The role of artists in a decadent, often criminal society is vital to the reconstruction of that society.
By David Walsh, Senior Film Critic, WSWS
3 September 2001 | [print_link]
IN BRITAIN LATE LAST MONTH American film actor and director Sean Penn denounced Hollywood filmmaking and solidarized himself with the opposition to global capitalism expressed in recent protests in Genoa and elsewhere. His comments have been largely blacked out by the major US media.
In Edinburgh, Scotland, where a film he directed, The Pledge, was screened at a film festival, Penn told a press conference August 24 that most American studio films were trash. He told reporters, according to the Associated Press, “Truly, half the people in this room could work on that level. It takes enormous pressure off to know that if you put two thoughts into your movie, you’re already well up on them.”
According to The Guardian, he continued, “The definition of a good film now is one that makes the banks happy—not one that shines a light on people’s lives. Most of my own generation just didn’t make the cut as far as I’m concerned. They have no broader interest—everything is about entertainment and no politics.” In passing, he dismissed George W. Bush as a “nowhere man.”
Penn accused big name directors of betraying the public by making films they knew were worthless. “What they are doing is on a level with raping society—and we [the public] are gluttons for punishment.” He reserved particular scorn for director Michael Bay, responsible for Pearl Harbor. In a comment that made most of the British national press, Penn declared, “Those type of filmmakers should be sent running home screaming with rectal cancer—they don’t care about the films they make, or about what is going on around them or the effect they having on their audience.”
In regard to the political situation, the AP quoted Penn as saying, “I don’t know if people value the thought of revolution any more. I think it would be an enormously patriotic movement to invest in the possibility of revolution.
“There’s a lot of stuff going on around the world and in the US, as well, like the protests in Genoa and Seattle, and young people are putting themselves on the line.”
Press accounts spoke of Penn calling for a “cultural revolution.” On August 28 he complained to Guardian reporter, “You guys misprinted me. You had me talking about some kind of cultural revolution, and I was talking about taking arms against the government…. I don’t know if revolution is practical because the technology is such that we’d lose. But I think there’s an enormous amount of room for an activism that I, shamefully, am not yet enough of a participant in. But it’s starting to come. You see these kids now…. Nothing like Seattle happened in 20 years. It is a very hopeful thing.”
Penn, born in 1960, grew up in a household affected by the political traumas of postwar America. His father, Leo Penn (1921-98), after appearances as an actor on Broadway and in several Hollywood films in the late 1940s, was blacklisted for a decade for supporting the Hollywood Ten. Leo Penn eventually found work in television behind the camera, directing more than 400 hours of prime-time programming, including episodes of Bonanza, Ben Casey, Starsky & Hutch, Magnum P.I., Columbo (for which he won an Emmy), Kojak, St. Elsewhere and others.
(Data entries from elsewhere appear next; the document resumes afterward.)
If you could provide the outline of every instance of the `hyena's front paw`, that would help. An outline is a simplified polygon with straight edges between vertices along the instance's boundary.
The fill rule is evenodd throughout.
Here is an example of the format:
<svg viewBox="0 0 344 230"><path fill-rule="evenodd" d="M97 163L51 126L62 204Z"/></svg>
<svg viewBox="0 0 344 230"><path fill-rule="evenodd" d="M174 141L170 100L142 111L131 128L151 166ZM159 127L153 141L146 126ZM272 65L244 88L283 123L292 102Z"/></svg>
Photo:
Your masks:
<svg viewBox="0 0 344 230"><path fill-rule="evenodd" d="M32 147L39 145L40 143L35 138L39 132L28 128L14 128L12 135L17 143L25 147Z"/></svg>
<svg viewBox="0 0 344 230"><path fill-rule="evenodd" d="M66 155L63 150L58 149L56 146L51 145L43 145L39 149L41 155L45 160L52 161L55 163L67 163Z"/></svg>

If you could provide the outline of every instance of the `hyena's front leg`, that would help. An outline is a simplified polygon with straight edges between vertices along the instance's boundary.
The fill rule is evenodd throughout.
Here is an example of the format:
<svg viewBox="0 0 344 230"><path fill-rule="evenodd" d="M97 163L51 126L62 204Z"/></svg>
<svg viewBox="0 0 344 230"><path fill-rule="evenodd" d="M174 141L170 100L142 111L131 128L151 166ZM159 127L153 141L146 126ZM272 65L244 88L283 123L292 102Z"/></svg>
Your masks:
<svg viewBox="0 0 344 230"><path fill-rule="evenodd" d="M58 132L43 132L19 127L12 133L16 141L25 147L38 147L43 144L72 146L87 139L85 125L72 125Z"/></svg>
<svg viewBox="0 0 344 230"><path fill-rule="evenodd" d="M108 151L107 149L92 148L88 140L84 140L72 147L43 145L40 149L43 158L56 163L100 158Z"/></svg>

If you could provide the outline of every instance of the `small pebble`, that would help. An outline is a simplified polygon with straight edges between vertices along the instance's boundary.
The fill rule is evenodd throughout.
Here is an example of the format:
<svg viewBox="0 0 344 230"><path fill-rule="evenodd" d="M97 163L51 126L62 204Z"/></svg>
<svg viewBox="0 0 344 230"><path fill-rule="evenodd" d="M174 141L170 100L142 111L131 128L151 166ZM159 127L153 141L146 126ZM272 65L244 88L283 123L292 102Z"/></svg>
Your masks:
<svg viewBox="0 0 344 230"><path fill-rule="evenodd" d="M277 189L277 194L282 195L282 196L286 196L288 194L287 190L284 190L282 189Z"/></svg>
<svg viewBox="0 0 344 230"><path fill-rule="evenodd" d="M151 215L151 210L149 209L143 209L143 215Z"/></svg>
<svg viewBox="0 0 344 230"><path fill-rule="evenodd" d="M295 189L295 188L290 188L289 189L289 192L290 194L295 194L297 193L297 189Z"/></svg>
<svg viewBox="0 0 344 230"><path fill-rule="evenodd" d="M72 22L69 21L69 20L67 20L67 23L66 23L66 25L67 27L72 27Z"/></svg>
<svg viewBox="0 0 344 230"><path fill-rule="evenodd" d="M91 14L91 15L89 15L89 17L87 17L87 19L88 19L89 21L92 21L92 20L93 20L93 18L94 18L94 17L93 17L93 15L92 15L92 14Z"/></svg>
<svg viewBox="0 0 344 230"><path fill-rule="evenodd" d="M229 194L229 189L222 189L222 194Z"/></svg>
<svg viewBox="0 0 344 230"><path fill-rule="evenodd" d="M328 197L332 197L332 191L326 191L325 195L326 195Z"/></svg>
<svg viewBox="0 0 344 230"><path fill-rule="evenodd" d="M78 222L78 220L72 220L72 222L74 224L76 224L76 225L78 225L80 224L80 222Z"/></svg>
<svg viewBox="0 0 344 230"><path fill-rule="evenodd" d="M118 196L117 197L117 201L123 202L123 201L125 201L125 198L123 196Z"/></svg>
Sean Penn (whose brother Chris is an actor and brother Michael a singer-songwriter) has made similar remarks about Hollywood in the past. A number of years ago he told an interviewer, “So, if you’re an artist who is in it just for the money, I would be against you. I’m expecting something more. If there’s anything disgusting in the movie business, it is the whoredom of my peers.” Nominated for his role in Woody Allen’s Sweet and Lowdown, Penn failed to show up for the Academy Award ceremony.
One of the most remarkable actors of his generation, Penn has obviously attempted—insofar as the process is under his control—to do more interesting work: Fast Times at Ridgemont High (1982), The Falcon and The Snowman (1984), At Close Range (1986), Casualties of War (1989), Carlito’s Way (1993), Dead Man Walking (1995), The Thin Red Line (1998), Before Night Falls (2000). Dissatisfied with the projects he was offered, Penn began directing in the early 1990s and now has three films to his credit, The Indian Runner (1991), The Crossing Guard (1995) and The Pledge, starring Jack Nicholson as a retiring police detective obsessed with a young girl’s murder. The films have conveyed Penn’s earnestness and seriousness, but they have not broken any ground artistically or socially.
The actor-director’s comments about the increased activism of young people and the need to revive the idea of social revolution have a certain significance as signs of a growing radicalization of various layers of the population, which is most certainly under way.